When he did, he started to wail softly. "Oh nooo," he moaned. "Oh noooo."
Latonya flopped off the daybed and crawled sleepily over to him. She gave him a few prods in the stomach and he doubled up. "Noooooo."
"Yesss," she countered. "Lotsa yesssss."
"I'm on Tortuga, aren't I?" muttered the unfortunate.
"Can smell it, right?" Latonya chuckled. "You've been unconscious between Giselle and Scarlett for t'ree days. Them dropped you off dis morning."
"Giselle and Scarlett?" he echoed. "The hell yer say.
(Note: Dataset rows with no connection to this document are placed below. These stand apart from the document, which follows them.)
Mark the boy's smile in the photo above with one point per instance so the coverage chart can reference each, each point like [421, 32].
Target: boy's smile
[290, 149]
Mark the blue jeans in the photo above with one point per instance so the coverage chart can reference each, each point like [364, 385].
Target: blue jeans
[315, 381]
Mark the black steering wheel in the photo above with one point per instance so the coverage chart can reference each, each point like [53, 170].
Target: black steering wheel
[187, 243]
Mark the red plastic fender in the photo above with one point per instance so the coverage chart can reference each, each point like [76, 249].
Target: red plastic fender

Hang on… let me check for bruises…"
"No, they treat you good. Tia Dalma, she say so."
He lay quite still. "The voodoo woman?"
"Yea."
"I'm not dead." He sat bolt upright. "Bigod." He tore open his shirt and looked down onto a mottled, muscular chest, scattered with wiry grey hairs. There was a black circle on his chest, puckered and still tender. "Hah," he said softly. "That's one in the eye for Jack Sparrow."
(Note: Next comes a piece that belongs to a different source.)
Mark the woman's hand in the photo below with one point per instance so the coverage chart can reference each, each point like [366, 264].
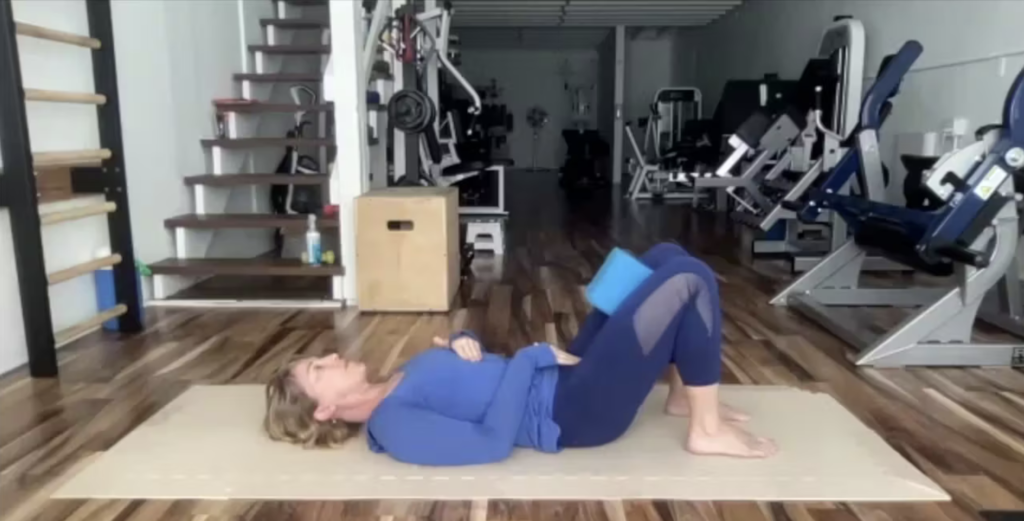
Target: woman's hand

He turned to Latonya, who was watching him through heavily lidded eyes. "And how d'yer come to be caught up in this… Miss Vaughn?"
Latonya clapped her hands. "Aii! Him remember me!"
He raised his eyebrows wearily. "Ye be quite popular with my crew," he muttered, "if memory serves correctly." He stared her over. "Have yer aged, Miss Vaughn? I'll swear to the Devil it's been over ten years since any of my men enjoyed yer company, yet yer look as fresh as ever…"
She gave him a cheerful grin and ignored him. "You want some breakfast, Captain Barbossa?"
He luxuriated in the title. "Oh aye. Have ye any apples?"
Whilst Latonya bustled into the noisome little room that served her as a kitchen, Barbossa (for it was he) took stock of his surroundings. Latonya's hut was perched on the edge of the town, messily decorated with booty, and unbelievably dirty. A tasteless coffee table, tacky to touch and piled high with books, stood next to her enormous and infested bed, which Barbossa was lying on. He idly picked up a book and glanced over it, but it was in a strange language, so he put it down again. His hat was lying on the floor. It did not look well, but there was nowhere cleaner to put it.
He was faintly aware of being dead, as one is aware of a figure standing behind one's back without needing to look, but if he concentrated on the memory for more than a few seconds it slipped away from his thoughts, like a tendril of fog vainly pursued with a butterfly net. The memory that was taking up the most room was, surprisingly, nothing that happened on the Isla de Muerta. It was the moment just before he'd marooned Jack for the second time- when he'd put his arm around Jack's shoulders, saying, "That's the island we made yer governor of on our last visit!", he'd noticed the musky, grubby, honey-like scent of Jack's skin. This smell was replaying over and over in his memory, not helping Barbossa's indigestion at all.
Latonya returned and dumped a tray of food on Barbossa's lap, making him wince.
"You want anything else?" she purred.
He gave her a withering look, with extra wither. "No. Yer know that."
She grinned at him, heaved herself onto the bed, and fell asleep beside him, in the same smooth movement. With any other woman Barbossa would have gotten immensely nervous and instinctively tightened his belt, but Latonya would go to sleep anywhere.
He prodded his food instead. Latonya had kindly provided an apple, as well as some miscellaneous seafood soup. Seafood was Latonya's speciality, and Barbossa had learnt that meals that look as though they had been regurgitated tended to be the better at keeping out the cold. He ate it with gusto.
When he had finished, he swung himself off the bed- Latonya didn't move- and padded outside. Even at the edge of the town the heat of the fires, teamed with the heady climate of the area, made the air hellishly hot. Barbossa loved it- it had been far too long since he'd sweated a good, honest sweat. He wondered who he knew in town who would buy him a drink.